Gallinger, who received a University of Alberta’s 2009 Annual Support Staff Recognition Award in an award ceremony Nov. 24, has charted her dream job as a map assistant/public service associate with the William C. Wonders Map Collection in the Cameron Library.
After graduating from the U of A with a master’s degree in geography in 1991, where she researched the impact human disturbances such as pipelines and seismic lines have on permafrost, Gallinger began her career working as a sessional instructor teaching geography wherever she could get a gig, whether at a college in Edmonton or back home in British Columbia.
“I decided I wanted to work at the university because of my interest in academics,” said Gallinger. “I like what goes on at this university— I like the school’s collegial nature.”
Having poured over many a map when the collection was part of the geography department, Gallinger says when the map job came up in 2000 it was serendipity at work. When the powers-that-be split her time between cataloging and working the reference desk, it was true love.
“I didn’t know I would have so much time with the reference desk, and that was just a bonus to me,” said Gallinger. “I love the interaction with the students and the researchers, and I am extremely curious about everything. When people come up, I like helping them find the information they need.
“It’s kind of like teaching, but one on one.”

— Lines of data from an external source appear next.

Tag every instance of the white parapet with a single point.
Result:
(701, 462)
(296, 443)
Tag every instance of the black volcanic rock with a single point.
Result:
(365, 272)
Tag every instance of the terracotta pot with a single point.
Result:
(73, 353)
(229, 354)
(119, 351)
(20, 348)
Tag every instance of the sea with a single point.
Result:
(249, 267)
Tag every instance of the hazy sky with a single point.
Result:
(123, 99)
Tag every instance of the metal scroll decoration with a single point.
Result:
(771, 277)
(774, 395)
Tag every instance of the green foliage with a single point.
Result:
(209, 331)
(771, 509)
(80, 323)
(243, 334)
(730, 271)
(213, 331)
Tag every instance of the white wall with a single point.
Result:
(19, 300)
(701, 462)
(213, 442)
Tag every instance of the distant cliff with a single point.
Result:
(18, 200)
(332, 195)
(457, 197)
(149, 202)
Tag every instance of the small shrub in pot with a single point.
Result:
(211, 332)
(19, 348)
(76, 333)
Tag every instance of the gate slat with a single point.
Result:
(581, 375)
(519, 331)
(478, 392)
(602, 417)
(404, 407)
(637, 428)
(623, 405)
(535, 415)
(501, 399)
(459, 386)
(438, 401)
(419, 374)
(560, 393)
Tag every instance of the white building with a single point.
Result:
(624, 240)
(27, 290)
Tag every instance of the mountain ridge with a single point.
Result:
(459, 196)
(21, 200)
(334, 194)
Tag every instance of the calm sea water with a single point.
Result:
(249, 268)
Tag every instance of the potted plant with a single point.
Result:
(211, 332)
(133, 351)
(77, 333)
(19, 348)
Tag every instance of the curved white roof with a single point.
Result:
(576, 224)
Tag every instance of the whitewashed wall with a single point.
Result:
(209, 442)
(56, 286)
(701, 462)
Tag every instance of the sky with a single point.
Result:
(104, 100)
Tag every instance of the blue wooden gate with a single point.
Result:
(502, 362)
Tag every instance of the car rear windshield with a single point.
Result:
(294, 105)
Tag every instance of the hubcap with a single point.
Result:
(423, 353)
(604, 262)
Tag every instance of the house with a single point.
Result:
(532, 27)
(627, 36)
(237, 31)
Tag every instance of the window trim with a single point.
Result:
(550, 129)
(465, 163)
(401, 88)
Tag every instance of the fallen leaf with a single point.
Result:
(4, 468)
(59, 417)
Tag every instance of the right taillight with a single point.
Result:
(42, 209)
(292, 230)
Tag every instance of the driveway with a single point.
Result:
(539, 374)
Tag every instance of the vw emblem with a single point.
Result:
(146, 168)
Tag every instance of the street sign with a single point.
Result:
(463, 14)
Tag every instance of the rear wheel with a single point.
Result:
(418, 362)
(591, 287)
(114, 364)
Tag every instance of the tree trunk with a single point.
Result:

Currently, Gallinger, a self-proclaimed Scotophile (she is fanatical about Scotland) and map collector in her own right, is processing tens of thousands of maps donated by Ron Whistance-Smith, the map collection’s former curator. Whistance-Smith was instrumental in the building the university’s collection, which already claims the largest academic map collection in Canada—more than 500,000 maps and another 800,000 air photos.
Having a map for any occasion—from topographic and geographic maps of Alberta to a human history map of Budapest, Hungry, pulled out of the Nuremberg Chronicle that dates back to 1493—means Gallinger has had a request for every possible map use and then some.
“I was helping someone for at least an hour trying to find a specific map that they had described, but they wouldn’t tell me what it was for,” remembered Gallinger. “Eventually it turned out she was looking for potential landing sites for the mother ship. She was totally serious about it. I tried to maintain my composure because we get people who are looking for absolutely everything.”
Whether it’s her unending patience or insatiable curiosity, Gallinger says she doesn’t know why she won the award, only that no matter whom she is dealing with and what their query is, they get her full effort.
“I remember being on the other side,” she said. “Anything I can do to assist them and make it easier I will do, which sometimes means taking the time to teach people to do it themselves.”